Modernist writer Indu Menon said she found the Biennale to offer a relevant space for freedom of expression.
“The Biennale has provided a powerful comeback for art by giving complete freedom to artists to work beyond any external pressure,” said Menon. “I liked the works based on the concepts of death and euphoria, and also the ones based on sounds exhibited here” said the writer.
Poet K Satchidanandan who visited Biennale earlier in January felt Biennale as a place that promotes alternate thought process and perceptions. He lauded artist Sudarshan Shetty who is curating the current edition of the KMB for incorporating several practices such as poetry, architecture, dance, music and drama into the Biennale thus offering a multilayered perspective to the contemporary exhibition.
“With the Biennale, there is an emergence of new aesthetics that goes beyond visual experience.
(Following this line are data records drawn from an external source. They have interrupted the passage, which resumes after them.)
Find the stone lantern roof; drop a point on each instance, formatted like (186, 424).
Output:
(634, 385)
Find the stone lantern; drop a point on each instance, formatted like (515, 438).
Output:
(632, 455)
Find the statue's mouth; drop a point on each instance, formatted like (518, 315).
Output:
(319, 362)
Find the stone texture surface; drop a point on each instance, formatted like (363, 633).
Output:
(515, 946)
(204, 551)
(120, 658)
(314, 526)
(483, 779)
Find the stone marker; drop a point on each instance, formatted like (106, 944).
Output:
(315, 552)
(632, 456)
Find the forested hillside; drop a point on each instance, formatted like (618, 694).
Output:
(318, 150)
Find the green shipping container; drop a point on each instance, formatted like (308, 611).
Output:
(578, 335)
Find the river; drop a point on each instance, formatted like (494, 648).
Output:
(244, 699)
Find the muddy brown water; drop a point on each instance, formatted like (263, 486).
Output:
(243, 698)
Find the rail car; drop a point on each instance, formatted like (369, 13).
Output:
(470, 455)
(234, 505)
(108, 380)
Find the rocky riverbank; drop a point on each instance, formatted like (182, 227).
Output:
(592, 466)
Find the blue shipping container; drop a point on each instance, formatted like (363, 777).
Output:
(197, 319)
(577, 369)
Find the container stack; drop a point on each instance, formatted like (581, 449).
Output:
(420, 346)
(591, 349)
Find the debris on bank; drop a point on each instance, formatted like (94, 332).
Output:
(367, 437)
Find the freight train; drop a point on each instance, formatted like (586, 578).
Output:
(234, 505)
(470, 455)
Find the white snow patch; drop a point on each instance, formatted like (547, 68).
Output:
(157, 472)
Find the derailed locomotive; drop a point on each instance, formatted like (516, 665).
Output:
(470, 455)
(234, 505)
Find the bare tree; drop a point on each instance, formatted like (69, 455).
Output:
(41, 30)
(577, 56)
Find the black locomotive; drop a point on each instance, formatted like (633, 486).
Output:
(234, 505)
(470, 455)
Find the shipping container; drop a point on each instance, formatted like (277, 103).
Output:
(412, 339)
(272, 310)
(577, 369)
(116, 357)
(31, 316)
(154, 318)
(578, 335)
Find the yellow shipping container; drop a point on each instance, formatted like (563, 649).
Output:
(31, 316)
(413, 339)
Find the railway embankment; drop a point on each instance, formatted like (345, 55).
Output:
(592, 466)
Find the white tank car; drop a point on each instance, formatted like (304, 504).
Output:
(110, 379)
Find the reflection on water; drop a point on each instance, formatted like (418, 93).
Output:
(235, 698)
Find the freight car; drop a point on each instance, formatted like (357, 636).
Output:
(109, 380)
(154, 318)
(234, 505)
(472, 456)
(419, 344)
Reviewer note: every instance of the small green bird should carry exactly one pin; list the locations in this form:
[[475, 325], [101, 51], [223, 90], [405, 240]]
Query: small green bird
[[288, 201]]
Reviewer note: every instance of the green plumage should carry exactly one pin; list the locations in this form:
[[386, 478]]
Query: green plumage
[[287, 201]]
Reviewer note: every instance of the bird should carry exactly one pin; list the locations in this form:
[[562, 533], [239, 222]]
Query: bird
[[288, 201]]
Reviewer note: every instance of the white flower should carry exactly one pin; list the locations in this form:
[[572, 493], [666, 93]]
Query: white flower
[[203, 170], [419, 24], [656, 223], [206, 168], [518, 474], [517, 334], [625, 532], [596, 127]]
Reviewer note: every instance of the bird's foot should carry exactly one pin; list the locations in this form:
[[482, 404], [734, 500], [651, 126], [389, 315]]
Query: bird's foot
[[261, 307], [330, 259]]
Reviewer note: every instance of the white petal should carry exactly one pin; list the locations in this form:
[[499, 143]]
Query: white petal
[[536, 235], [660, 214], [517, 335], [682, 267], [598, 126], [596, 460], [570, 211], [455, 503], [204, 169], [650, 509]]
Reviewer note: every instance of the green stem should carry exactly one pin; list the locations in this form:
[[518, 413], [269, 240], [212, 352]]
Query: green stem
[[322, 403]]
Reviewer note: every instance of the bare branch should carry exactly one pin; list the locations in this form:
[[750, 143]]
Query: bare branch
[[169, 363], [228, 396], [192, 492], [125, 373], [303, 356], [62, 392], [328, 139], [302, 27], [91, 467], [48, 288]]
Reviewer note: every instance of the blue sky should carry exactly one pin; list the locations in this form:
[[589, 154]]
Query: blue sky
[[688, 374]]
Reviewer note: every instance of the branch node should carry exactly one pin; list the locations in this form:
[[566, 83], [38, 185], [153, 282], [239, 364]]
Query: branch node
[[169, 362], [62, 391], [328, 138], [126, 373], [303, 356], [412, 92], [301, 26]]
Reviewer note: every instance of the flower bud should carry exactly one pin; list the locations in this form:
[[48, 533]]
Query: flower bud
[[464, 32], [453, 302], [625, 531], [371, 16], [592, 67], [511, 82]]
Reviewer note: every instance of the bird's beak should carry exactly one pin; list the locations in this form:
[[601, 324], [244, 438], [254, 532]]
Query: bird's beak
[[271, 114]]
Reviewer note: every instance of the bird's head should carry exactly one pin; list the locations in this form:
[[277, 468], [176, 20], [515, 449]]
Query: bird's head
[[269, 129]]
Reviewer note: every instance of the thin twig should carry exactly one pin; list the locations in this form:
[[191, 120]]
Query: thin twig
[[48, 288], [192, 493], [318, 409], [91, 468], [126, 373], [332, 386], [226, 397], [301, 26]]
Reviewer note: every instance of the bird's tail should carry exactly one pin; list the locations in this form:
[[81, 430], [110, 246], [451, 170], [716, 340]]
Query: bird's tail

Instead of art works which can be conceived through sound, smell, touch and intelligence, what you can see here is how one can respond differently to an art work,” said Satchidanandan.
The Biennale, said the Sahitya Akademi winning poet and critic has initiated a coming together of artists from all streams.
“Last time such a gathering of artists, sculptures, poets, writers and
architects occurred during the 1950s and the1960s,” he said.
“Biennale has also facilitated a platform for artists to recreate lost worlds through images, worlds lost due to conflicts and wars, thus warning the present about what has happened in past and what should not be repeated in the future,” said Satchidanandan.